Yo era un jóven común y corriente de 24 años, con una carrera concluida, un buen trabajo, amigos, realmente muy buenos amigos, una enamorada increible, el mejor perro del mundo, un departamento acomodado...es decir, mi vida estaba bien encaminada.

No le podía pedir más a la vida, en verdad que era muy feliz, con algunas metas cumplidas, con otras por cumplir, con proyectos a largo plazo y una vida aún por construir; me divertía a lo grande los fines de semana, cada cierto tiempo planeabamos viajes, cusco, arequipa, trujillo, puerto maldonado, tarapoto, cajamarca...que vida la que nos dábamos y ella con tan solo 19 años, sus papás sí que me estimaban y respetaban, eramos muy felices.

Hace poco más de dos semanas que esa felicidad que tenía se había convertido en tristeza, en llanto, en pena, estaba viendo pasar mi vida delante de mi, estoy a punto de perder mi trabajo, no he salido de mi casa y las cuentas del fin de mes ya se vencieron, me cortaron el telefono y pronto será el agua y la luz, mis padres vienen a ayudarme pero creo que el hecho de ver a su hijo partir los ha deprimido bastante.

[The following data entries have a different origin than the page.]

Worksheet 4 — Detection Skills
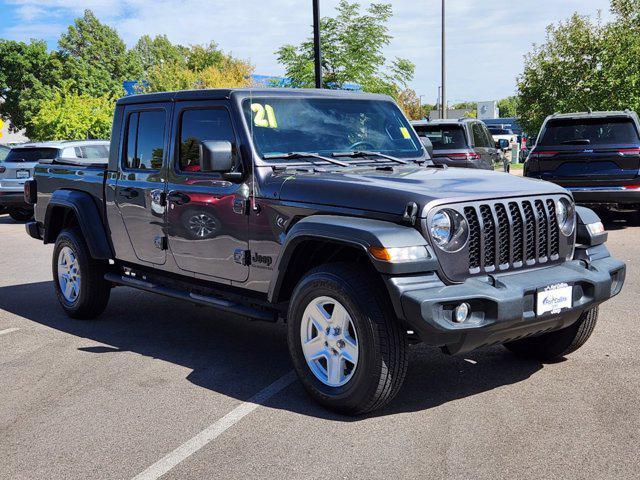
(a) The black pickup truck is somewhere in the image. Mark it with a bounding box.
[25,89,625,414]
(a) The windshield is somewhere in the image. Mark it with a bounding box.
[243,97,423,158]
[415,125,467,150]
[5,148,58,162]
[539,118,640,146]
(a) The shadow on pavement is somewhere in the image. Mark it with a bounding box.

Ellos siempre me decían que los hijos deben despedir a sus padres y no al revés....espero que pronto se hagan la idea de que ellos serán los que me hayan dado la bienvenida a este mundo y serán los mismos los que me despidan de aquí.

Algunos amigos vinieron a visitarme hace poco, gracias a Dios pude cultivar buenas amistades, gracias a Dios les pude dedicar tiempo suficiente a ellos, porque es un hecho que sin sus visitas y sus llamadas no hubiera podido si quiera volver a escribir en este diario.

Ni qué decir de ella, que ha estado conmigo desde el día en que me diagnosticaron el cáncer, no he pasado un solo día sin sus abrazos y sin sus besos, hasta se ha quedado dormida un par de veces en la silla que está al costado de mi cama y todo porque la muy necia no quería dejarme solo y es que no ha habido una sola noche en la que no haya tenido pesadillas, ese tipo de pesadillas que te recuerdan a cada rato un hecho futuro en tu vida, en este caso, mi muerte...ella estaba ahí cuando me despertaba súbitamente y me alcanzaba un vaso con agua...me conmueve el amor que me tiene....la amo demasiado.

Ya estoy pensando en que ella no debería pasar por esto, es muy jóven para comprenderlo, aunque su tema preferido en aquellas largas conversaciones de almohada, ha sido la muerte...ahora más que nunca podrá sentirlo de una manera más directa y real.

La quimioterapia comenzó de inmediato...ha sido brutal, los vómitos, las largas horas en el hospital...no creo que pueda seguir con mi vida normal, no me quedan fuerzas ni para sacar a pasear a Zar, ese perro sí que me conoce, algunos amigos me dicen que ven a Zar con menos energías, como si supiera lo que me pasa...Zar ha absorbido mis energías negativas, pobre mi perro necesita más alegría....igual que yo.